Tengo un par de días triste. No como el año pasado que no podía comer y me quería morir de tristeza, ni como cuando murieron mis papás. Pero triste al fin, un pequeño velo que oscurece un poquito mi alrededor. Supongo que es porque murió la gata. Porque no quedó de ella nada que un saquito de piel y huesos que enterré en una caja en el jardín (de Zacapa XO, porque me pareció linda). O porque tengo un fin de ciclo hormonal que me agarró por ese lado y no por enojarme. O porque aún estoy lidiando con que la vida no es como yo creía.
Escondemos la tristeza como si fuera una peste. «¡No estés triste!», le decimos a los niños cuando lloran porque perdieron un juguete, a la gente cuando termina una relación, a un amigo cuando pierde un trabajo. Negar la tristeza no nos hace más fuertes, nos debilita, porque no abrimos esa herida para que sane.

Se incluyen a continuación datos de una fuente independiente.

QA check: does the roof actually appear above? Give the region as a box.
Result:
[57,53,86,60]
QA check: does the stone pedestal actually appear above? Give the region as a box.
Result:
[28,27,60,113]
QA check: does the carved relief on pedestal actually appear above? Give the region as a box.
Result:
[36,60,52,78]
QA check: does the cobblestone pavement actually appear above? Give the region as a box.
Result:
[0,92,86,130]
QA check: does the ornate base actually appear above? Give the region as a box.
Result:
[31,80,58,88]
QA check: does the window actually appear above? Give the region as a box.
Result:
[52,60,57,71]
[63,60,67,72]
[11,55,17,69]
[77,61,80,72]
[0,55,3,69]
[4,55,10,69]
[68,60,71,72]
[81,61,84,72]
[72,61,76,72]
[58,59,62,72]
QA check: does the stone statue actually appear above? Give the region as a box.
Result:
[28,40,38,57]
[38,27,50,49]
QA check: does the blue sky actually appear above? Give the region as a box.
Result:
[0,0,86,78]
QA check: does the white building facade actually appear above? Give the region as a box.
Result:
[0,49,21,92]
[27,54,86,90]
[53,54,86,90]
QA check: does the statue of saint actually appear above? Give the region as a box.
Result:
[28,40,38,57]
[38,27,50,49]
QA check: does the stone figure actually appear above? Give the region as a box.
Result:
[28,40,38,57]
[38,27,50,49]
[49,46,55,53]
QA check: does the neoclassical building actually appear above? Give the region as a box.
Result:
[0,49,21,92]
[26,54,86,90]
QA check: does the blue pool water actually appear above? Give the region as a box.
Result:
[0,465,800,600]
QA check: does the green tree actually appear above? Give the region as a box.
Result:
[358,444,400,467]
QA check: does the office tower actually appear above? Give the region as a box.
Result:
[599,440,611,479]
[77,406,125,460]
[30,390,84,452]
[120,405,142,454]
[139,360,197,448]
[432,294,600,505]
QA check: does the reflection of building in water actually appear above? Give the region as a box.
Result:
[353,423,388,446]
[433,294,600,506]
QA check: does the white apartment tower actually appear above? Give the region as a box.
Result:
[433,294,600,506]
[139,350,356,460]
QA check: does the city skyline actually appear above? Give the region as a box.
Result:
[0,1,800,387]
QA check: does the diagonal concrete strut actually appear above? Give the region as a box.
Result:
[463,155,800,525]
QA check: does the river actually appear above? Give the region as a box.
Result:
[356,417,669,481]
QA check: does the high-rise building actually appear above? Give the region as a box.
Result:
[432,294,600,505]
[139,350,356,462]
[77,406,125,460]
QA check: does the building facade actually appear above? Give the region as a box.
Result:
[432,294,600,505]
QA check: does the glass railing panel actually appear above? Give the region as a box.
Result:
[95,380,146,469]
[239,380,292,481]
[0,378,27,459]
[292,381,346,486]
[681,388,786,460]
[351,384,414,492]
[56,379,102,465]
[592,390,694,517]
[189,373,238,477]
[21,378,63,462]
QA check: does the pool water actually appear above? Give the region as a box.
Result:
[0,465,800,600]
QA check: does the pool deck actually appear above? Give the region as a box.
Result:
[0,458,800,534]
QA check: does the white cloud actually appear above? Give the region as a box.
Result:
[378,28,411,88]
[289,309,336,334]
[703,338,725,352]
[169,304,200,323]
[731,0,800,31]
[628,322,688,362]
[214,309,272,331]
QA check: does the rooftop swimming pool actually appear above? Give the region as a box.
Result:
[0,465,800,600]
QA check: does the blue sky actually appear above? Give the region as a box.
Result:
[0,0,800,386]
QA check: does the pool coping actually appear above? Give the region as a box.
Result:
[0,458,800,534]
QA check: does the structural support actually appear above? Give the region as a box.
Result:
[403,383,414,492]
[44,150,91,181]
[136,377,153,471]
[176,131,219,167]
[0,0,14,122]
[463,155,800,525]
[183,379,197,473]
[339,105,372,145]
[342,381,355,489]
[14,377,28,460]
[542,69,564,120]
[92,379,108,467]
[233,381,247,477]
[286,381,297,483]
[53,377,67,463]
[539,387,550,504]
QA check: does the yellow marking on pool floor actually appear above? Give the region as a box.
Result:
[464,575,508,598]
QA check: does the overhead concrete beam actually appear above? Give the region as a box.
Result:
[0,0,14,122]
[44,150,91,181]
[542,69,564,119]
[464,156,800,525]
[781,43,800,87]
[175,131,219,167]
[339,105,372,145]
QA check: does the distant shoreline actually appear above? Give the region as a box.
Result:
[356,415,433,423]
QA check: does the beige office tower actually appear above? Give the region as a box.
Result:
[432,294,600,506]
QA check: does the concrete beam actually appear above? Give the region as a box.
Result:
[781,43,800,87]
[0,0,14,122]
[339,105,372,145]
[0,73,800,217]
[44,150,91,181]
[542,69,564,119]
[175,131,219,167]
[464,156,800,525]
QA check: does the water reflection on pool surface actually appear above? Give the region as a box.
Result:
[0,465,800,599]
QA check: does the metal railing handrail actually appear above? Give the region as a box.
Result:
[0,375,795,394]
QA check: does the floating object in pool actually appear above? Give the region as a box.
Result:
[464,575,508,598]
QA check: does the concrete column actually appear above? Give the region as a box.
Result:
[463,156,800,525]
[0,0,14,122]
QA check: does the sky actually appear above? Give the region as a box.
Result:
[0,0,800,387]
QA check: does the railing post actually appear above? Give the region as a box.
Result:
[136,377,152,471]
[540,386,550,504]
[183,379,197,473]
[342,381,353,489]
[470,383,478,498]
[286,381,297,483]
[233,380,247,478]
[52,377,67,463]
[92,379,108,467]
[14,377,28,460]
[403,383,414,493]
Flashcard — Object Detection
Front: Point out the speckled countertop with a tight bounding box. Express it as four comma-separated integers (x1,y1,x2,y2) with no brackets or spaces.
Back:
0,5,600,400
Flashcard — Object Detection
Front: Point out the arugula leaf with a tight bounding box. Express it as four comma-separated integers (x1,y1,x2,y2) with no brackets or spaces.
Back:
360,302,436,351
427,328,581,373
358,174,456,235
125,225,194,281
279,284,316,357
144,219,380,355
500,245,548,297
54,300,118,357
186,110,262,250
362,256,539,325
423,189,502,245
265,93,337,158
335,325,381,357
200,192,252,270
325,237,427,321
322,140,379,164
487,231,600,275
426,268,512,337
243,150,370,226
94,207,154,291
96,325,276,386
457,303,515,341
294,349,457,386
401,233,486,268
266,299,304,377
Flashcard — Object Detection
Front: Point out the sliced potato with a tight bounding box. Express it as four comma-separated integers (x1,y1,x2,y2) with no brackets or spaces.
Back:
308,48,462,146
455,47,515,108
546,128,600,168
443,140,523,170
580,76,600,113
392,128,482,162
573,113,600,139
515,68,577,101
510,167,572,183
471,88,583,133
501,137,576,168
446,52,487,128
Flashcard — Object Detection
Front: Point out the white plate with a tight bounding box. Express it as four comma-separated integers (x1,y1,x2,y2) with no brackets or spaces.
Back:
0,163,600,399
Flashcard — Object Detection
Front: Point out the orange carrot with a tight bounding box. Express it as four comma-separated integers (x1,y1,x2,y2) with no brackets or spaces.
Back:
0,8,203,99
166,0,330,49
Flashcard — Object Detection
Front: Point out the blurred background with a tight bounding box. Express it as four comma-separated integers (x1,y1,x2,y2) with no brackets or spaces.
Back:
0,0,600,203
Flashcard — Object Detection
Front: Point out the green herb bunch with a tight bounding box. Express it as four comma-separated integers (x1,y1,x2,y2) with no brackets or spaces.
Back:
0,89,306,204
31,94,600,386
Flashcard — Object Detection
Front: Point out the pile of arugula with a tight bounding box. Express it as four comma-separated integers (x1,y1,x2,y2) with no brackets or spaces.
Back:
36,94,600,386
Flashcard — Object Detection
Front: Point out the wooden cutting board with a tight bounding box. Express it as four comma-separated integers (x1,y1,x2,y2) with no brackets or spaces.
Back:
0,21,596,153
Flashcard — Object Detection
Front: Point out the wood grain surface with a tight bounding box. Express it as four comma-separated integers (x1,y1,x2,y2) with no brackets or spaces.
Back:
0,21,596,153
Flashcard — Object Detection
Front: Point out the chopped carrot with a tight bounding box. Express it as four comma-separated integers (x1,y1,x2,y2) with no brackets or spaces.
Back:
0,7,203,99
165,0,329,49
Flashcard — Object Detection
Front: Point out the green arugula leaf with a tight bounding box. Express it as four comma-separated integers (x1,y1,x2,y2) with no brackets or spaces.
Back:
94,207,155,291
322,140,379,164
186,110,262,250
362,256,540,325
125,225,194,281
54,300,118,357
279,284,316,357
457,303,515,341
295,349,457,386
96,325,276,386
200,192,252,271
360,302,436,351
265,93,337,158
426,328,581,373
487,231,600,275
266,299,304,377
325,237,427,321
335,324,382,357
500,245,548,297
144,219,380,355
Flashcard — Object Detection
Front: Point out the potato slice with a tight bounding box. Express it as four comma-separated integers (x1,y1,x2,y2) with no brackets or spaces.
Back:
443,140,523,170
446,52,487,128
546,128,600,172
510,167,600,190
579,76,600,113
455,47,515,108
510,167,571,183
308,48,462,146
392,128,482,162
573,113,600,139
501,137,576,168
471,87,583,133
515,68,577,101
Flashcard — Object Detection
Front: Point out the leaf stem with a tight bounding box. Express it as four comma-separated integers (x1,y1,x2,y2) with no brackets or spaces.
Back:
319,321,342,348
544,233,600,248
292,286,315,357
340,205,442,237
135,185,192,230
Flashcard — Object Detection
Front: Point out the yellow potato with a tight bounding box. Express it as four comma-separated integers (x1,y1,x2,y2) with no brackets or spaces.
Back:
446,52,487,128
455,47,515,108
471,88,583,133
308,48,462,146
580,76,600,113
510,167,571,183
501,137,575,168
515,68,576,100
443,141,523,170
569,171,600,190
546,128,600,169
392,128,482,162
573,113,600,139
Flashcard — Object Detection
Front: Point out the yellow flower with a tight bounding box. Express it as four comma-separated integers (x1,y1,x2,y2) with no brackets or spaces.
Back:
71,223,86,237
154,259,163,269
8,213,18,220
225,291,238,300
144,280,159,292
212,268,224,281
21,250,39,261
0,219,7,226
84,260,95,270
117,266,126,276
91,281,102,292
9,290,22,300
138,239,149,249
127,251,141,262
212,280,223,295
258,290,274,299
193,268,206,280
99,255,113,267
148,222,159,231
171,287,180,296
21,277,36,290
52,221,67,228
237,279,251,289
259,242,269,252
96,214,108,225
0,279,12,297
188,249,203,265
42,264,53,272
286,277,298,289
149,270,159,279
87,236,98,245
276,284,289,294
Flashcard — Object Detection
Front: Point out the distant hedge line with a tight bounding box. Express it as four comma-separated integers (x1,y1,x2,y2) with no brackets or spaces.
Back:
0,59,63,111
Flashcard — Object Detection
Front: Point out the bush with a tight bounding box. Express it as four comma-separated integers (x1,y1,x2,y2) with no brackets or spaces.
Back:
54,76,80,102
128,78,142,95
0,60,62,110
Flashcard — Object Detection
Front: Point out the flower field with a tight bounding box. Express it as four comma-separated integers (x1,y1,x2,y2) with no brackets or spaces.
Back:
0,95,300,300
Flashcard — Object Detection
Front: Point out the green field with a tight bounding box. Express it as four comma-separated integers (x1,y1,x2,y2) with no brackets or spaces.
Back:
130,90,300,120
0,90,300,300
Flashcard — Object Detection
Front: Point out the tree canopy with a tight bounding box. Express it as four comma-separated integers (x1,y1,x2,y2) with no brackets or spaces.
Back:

A mí me cuesta mucho admitirme triste. Prefiero el enojo, es más dinámico, me da energía, la impresión de estar haciendo algo. Y no. Cada cosa tiene un camino y no querer recorrerlo nos empantana.
Hoy estoy triste. Quisiera quedarme leyendo. No puedo. Y está bien. Como está bien estar así. Ya se me pasará. Todo pasa.